Zasady skopiowane z jej bloga:
1. Każda oznaczona osoba musi odpowiedzieć na 11 pytań przyznanych im przez ich "Tagger" i odpowiedzieć na nie na swoim blogu.
2. Następnie wybiera 11 nowych osób do tagu i podaje je w swoim poście.
3. Utwórz 11 nowych pytań dla osób oznaczonych w tagu i napisz je w tagowym poście.
4. Wymień w swoim poście osoby, które otagowałaś.
5. Nie oznaczaj ponownie osób, które już są oznakowane.
Oto pytania i odpowiedzi:
1.Śpiew ptaków czy zapach kwiatów? - trudny wybór,bo kocham obie te rzeczy...ale wybieram śpiew ptaków.
2.Góry czy morze? - stanowczo morze,uwielbiam je nawet przy brzydkiej pogodzie,może dlatego,że blisko niego się urodziłam...
3.Jabłko czy gruszka? - jabłuszka pachnące są naj:) Gruszki są dla mnie zbyt ciężkostrawne;)
4.Kropeczki czy krateczki? - kropeczki,bo...biedroneczki są w kropeczki...
5.Paluszki z sezamem czy z solą? - obowiązkowo i tradycyjnie z solą.
6.Serial czy film? - film,niektóre seriale ciągną się w nieskończoność co doprawdy jest nużące.
7.Adidasy czy szpilki? - adidasy,cenię sobie wygodę,ale szpilki jeśli jest okazja to jak najbardziej.
8.Moda czy swoboda? - oczywiście,że swoboda!
9.Poranki czy wieczory?- wieczory,gapienie się w gwiazdy,cisza,spokój gdy śpią dzieciaki...to lubię:)
10. Lody ciepłe czy zimne? - akurat za żadnymi nie przepadam,ale jak mam wybierać to jednak zimne.
11.Romantyczna czy rozważna? - romantyczna jak zawsze:)

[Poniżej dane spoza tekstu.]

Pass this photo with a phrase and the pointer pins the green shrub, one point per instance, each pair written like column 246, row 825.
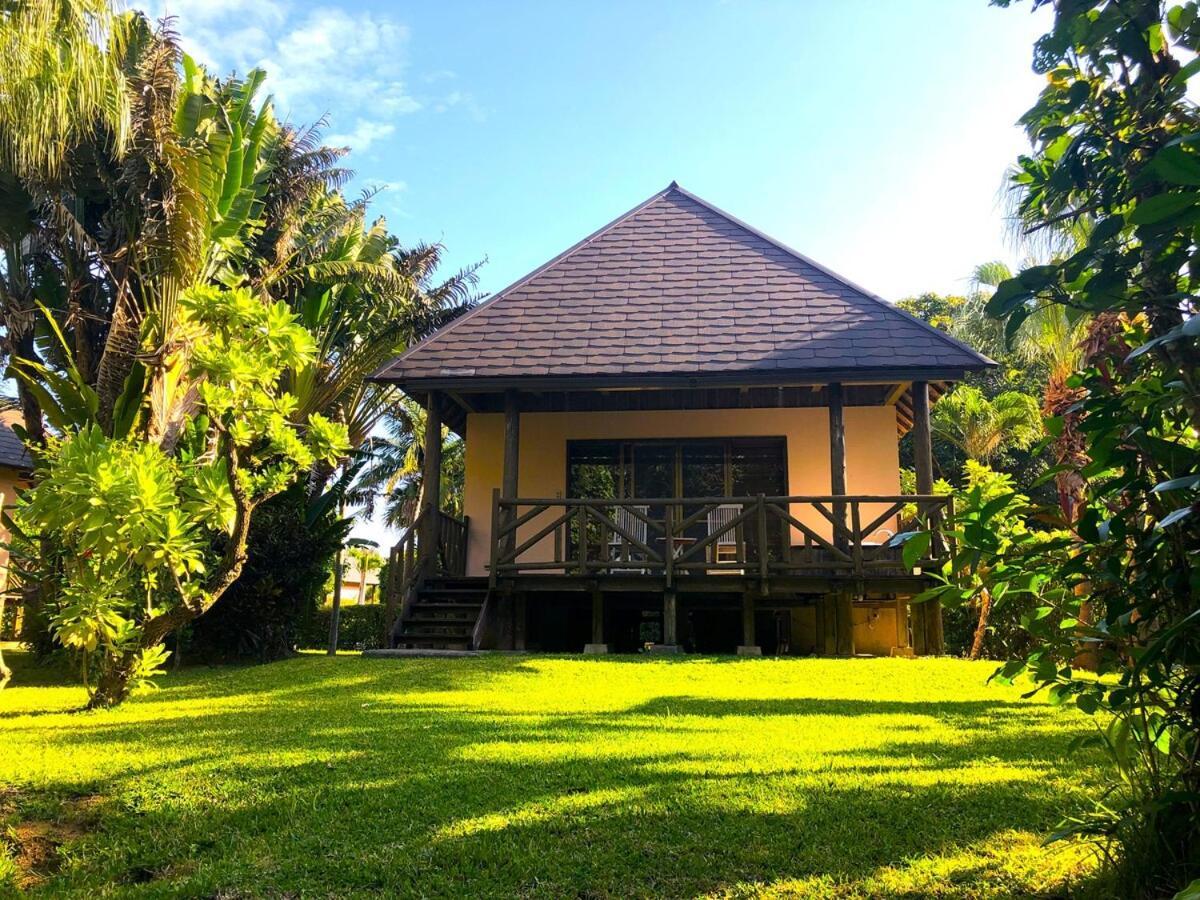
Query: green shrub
column 360, row 628
column 264, row 612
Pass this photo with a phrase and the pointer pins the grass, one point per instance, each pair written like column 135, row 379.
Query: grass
column 545, row 777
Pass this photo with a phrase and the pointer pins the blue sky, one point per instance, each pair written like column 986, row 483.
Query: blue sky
column 870, row 136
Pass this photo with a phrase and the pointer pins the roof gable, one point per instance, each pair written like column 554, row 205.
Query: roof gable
column 677, row 287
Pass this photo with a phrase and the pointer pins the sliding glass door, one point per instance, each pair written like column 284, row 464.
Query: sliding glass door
column 706, row 468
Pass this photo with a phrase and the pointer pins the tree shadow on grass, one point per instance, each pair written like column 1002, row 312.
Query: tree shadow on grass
column 343, row 787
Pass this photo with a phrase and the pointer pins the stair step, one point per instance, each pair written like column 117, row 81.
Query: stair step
column 418, row 643
column 420, row 617
column 435, row 631
column 467, row 609
column 453, row 594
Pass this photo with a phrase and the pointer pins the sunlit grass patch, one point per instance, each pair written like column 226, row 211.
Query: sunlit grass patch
column 521, row 775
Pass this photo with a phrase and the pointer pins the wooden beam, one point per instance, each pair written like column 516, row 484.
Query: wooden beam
column 838, row 456
column 837, row 441
column 431, row 485
column 467, row 406
column 597, row 617
column 511, row 460
column 928, row 618
column 511, row 444
column 670, row 617
column 845, row 615
column 748, row 636
column 897, row 393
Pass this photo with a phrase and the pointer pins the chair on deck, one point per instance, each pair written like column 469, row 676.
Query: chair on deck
column 619, row 549
column 725, row 547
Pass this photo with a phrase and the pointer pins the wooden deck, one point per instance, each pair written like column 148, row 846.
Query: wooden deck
column 714, row 544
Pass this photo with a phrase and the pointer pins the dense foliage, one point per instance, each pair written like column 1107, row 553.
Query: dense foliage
column 359, row 628
column 1108, row 570
column 136, row 189
column 133, row 538
column 273, row 604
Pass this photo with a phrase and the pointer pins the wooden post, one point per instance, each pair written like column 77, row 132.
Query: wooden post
column 828, row 617
column 669, row 617
column 845, row 613
column 511, row 460
column 838, row 455
column 598, row 642
column 521, row 617
column 431, row 487
column 928, row 618
column 335, row 612
column 839, row 616
column 749, row 646
column 903, row 623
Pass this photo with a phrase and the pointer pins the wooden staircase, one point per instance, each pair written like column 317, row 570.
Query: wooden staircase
column 443, row 615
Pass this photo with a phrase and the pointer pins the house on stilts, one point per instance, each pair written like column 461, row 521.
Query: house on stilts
column 679, row 433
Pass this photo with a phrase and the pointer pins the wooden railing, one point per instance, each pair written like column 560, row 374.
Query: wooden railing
column 407, row 567
column 840, row 535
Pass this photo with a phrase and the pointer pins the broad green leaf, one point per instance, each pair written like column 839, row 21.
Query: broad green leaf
column 1162, row 207
column 915, row 549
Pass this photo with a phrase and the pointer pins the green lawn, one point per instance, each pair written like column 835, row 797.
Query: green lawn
column 549, row 777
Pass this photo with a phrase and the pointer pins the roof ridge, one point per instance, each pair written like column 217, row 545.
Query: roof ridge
column 857, row 288
column 501, row 294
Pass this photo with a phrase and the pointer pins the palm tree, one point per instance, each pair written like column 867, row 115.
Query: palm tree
column 395, row 463
column 982, row 427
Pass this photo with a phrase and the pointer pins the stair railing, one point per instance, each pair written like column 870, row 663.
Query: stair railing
column 407, row 570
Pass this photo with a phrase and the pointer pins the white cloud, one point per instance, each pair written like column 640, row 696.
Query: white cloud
column 365, row 133
column 463, row 100
column 349, row 66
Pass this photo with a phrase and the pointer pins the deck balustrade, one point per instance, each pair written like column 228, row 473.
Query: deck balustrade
column 834, row 535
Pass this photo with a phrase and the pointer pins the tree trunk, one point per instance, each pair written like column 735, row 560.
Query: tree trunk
column 982, row 627
column 336, row 612
column 115, row 681
column 5, row 672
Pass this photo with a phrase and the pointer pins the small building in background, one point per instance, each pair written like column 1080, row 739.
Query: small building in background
column 16, row 468
column 357, row 588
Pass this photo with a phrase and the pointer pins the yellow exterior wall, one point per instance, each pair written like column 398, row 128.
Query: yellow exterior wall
column 873, row 465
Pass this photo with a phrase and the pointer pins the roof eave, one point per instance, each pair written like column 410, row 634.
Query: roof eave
column 487, row 384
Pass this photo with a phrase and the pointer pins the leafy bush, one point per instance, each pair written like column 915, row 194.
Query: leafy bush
column 141, row 533
column 359, row 628
column 289, row 553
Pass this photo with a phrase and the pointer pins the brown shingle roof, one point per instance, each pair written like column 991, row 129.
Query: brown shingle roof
column 12, row 451
column 677, row 287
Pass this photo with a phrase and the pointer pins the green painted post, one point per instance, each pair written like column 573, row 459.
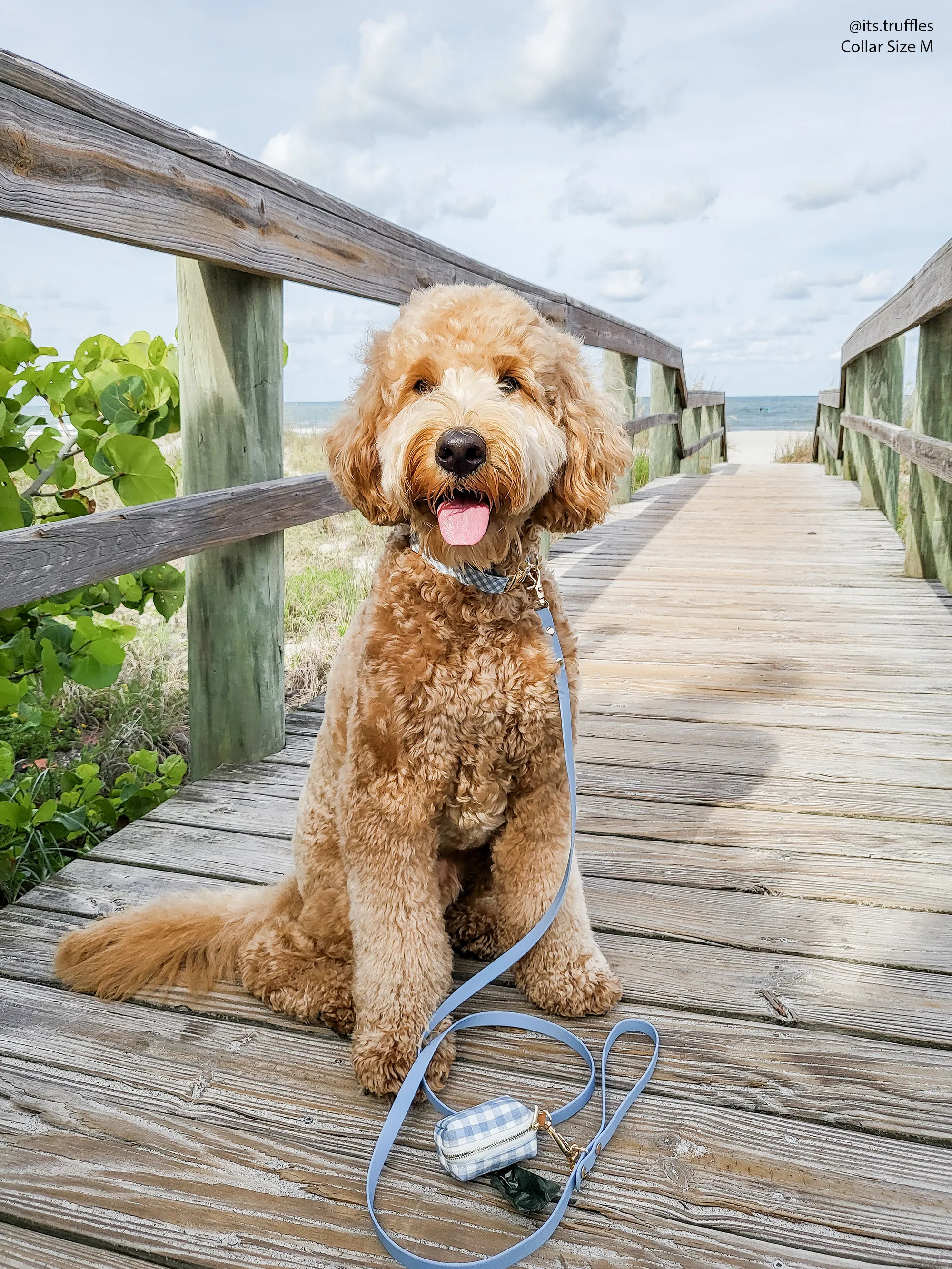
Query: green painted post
column 930, row 525
column 856, row 403
column 829, row 427
column 663, row 447
column 691, row 431
column 231, row 353
column 883, row 400
column 620, row 376
column 709, row 422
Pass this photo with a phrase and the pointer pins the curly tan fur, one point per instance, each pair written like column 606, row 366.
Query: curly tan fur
column 436, row 813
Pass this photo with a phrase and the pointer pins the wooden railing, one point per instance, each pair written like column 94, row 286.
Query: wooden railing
column 77, row 160
column 860, row 431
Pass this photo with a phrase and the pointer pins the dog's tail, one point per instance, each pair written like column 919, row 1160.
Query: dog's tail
column 189, row 940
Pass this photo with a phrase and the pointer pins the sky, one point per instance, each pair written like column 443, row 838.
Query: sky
column 720, row 173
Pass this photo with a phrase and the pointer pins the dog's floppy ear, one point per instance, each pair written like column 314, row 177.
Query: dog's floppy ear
column 351, row 445
column 598, row 450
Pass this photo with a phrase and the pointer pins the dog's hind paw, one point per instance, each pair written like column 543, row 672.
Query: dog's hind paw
column 585, row 985
column 383, row 1058
column 471, row 925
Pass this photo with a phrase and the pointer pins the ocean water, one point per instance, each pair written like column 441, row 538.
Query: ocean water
column 771, row 414
column 744, row 414
column 310, row 416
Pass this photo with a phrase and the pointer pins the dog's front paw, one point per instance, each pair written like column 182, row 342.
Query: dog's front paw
column 383, row 1058
column 575, row 988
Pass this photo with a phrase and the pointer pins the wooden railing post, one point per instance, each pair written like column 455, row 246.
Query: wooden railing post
column 663, row 443
column 930, row 525
column 691, row 431
column 856, row 400
column 883, row 400
column 620, row 376
column 230, row 347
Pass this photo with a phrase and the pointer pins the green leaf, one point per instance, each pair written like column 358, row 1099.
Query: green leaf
column 121, row 403
column 96, row 349
column 10, row 513
column 174, row 769
column 13, row 457
column 45, row 813
column 52, row 675
column 13, row 324
column 144, row 759
column 130, row 589
column 14, row 815
column 16, row 351
column 144, row 476
column 168, row 588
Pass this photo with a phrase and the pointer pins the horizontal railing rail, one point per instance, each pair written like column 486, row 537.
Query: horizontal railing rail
column 860, row 426
column 932, row 456
column 50, row 559
column 923, row 297
column 78, row 160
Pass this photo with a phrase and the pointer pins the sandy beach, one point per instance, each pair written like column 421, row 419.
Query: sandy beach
column 757, row 447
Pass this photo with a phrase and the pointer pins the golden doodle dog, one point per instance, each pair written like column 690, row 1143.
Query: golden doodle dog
column 436, row 814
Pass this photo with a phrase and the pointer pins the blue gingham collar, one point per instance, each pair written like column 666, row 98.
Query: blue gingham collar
column 486, row 580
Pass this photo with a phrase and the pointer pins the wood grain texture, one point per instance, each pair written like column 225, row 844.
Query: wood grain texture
column 922, row 298
column 932, row 456
column 29, row 1249
column 766, row 845
column 231, row 353
column 930, row 526
column 49, row 559
column 78, row 160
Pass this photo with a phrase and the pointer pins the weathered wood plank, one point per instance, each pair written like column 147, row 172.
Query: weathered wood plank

No i nie było tak strasznie:) Czas na moje pytania:
1.Kino czy teatr?
2.Solarium czy leżak na balkonie?
3.Komedia czy dramat?
4.Wiśnie czy czereśnie?
5.Rock czy disco?
6.Futro naturalne czy sztuczne?
7.Bieganie czy pływanie?
8.Sukienka krótka czy długa?
9.Ognisko czy grill?
10.Czerwony czy czarny?
11.Cola czy kompot?
Do odpowiedzi wywołuję:
Zapraszam do zabawy i jednocześnie proszę, jeśli pominęłam jakieś zaproszenie do zabawy to przepraszam i proszę o przypomnienie; ostatnio bywam bardzo roztargniona niestety...
Na koniec moje ostatnie podusie i chociaż na zdjęciu tego nie widać są w kolorach mlecznej czekolady i wiśni, mniammmm.